Use dolls or enter into make-believe(for little ones)


For those little ones who understand by example, you can demonstrate the new arrangements with play. Use dolls or enter into make-believe yourself and pretend it’s visiting time. Children will adjust faster if they lose their fear of the unknown. You might consider taking them on a brief tour of the area they will be going to when they visit their dad. Keep your attitude positive and if at all possible, enlist the aid of their father in helping them to adjust. Divorce is a difficult time for keeping the lines of communication open, but it’s necessary now more than ever.


Be honest with your children


While you want to avoid displays of extreme emotions, you also want to be honest with your children. This is tricky to navigate because children will want to comfort you. While this is a sweet gesture, it is damaging for children to become caregivers. Don’t rely on your children or confide in them. Don’t hand them your emotional burdens. The younger ones especially will not know how to deal with that and will internalize your unhappiness and feel responsible for making you happy.


Accentuate the positive as much as you can.
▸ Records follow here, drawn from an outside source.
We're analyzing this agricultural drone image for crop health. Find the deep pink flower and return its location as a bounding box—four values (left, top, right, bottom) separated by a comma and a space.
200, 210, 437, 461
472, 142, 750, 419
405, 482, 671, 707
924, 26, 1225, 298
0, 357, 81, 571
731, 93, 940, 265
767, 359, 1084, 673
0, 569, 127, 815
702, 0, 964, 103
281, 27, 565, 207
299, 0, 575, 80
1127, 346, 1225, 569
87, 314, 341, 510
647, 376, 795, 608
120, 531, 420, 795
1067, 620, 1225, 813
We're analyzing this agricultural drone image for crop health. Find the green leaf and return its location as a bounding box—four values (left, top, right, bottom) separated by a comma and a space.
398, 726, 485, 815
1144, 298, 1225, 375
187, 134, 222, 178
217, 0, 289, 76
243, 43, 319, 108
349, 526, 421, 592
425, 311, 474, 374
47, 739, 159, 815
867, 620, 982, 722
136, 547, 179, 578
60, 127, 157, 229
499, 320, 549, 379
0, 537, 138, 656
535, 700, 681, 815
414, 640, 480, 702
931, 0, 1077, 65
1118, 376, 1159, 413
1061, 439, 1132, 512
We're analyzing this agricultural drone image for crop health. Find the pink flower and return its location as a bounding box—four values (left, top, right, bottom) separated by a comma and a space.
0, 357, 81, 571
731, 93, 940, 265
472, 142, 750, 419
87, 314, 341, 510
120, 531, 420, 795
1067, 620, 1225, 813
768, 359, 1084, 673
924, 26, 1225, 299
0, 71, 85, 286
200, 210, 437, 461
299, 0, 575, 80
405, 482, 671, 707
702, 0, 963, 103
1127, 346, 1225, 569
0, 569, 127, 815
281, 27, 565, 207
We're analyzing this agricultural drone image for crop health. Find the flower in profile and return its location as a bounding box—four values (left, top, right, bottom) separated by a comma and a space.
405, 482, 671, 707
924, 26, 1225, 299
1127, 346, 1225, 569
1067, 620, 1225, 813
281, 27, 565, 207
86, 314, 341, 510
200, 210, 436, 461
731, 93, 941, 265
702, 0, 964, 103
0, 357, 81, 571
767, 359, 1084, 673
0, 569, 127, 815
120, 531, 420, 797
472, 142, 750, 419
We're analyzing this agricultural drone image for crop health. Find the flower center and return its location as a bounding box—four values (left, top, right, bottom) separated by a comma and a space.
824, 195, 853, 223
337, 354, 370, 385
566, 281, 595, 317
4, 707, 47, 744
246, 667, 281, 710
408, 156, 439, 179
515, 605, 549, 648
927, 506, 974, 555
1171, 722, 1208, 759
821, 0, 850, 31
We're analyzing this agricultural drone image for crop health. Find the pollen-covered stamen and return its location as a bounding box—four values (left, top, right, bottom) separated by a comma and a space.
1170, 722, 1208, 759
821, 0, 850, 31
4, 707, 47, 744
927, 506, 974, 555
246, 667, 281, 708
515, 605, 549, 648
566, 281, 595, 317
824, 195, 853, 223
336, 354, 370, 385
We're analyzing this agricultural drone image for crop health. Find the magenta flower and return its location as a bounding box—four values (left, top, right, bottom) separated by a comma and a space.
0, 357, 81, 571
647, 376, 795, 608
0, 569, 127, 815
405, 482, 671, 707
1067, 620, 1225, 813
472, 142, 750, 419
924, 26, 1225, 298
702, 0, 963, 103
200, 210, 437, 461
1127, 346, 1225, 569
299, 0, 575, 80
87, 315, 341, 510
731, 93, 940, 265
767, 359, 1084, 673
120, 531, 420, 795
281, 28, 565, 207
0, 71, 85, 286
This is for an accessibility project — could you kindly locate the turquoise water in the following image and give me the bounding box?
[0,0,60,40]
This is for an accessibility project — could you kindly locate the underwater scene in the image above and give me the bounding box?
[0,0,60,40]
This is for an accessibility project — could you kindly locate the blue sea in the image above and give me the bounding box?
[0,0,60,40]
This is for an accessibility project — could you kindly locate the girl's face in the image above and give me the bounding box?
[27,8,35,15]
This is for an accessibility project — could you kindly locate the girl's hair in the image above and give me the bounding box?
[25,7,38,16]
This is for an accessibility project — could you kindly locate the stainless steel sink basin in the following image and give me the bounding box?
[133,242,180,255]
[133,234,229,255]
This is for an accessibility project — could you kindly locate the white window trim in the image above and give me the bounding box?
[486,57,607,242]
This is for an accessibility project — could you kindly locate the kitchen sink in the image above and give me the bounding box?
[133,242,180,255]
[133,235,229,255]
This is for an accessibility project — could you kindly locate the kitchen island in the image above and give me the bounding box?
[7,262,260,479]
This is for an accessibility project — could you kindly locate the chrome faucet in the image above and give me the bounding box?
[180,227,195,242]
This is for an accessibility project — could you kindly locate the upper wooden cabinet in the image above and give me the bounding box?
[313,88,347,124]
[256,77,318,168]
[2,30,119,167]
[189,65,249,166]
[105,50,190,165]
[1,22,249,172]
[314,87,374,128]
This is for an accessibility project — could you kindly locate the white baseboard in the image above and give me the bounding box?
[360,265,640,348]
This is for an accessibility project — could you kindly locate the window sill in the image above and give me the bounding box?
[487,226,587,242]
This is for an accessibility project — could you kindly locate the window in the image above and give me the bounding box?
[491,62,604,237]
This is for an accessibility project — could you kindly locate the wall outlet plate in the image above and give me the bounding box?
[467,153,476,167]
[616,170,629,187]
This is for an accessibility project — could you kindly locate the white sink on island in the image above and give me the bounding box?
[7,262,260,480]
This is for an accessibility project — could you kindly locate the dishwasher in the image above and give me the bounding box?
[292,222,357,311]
Be an example for your little ones. What they see in actions can often tell them far more than words, since their vocabularies are still so small. Be affectionate, and find times to give them your undivided attention. Watch for signs of emotional stress and try to find ways to reassure them. Children are very adaptable, and can adjust to divorce if both parents resolve ahead of time to keep the negative aspects away from their children.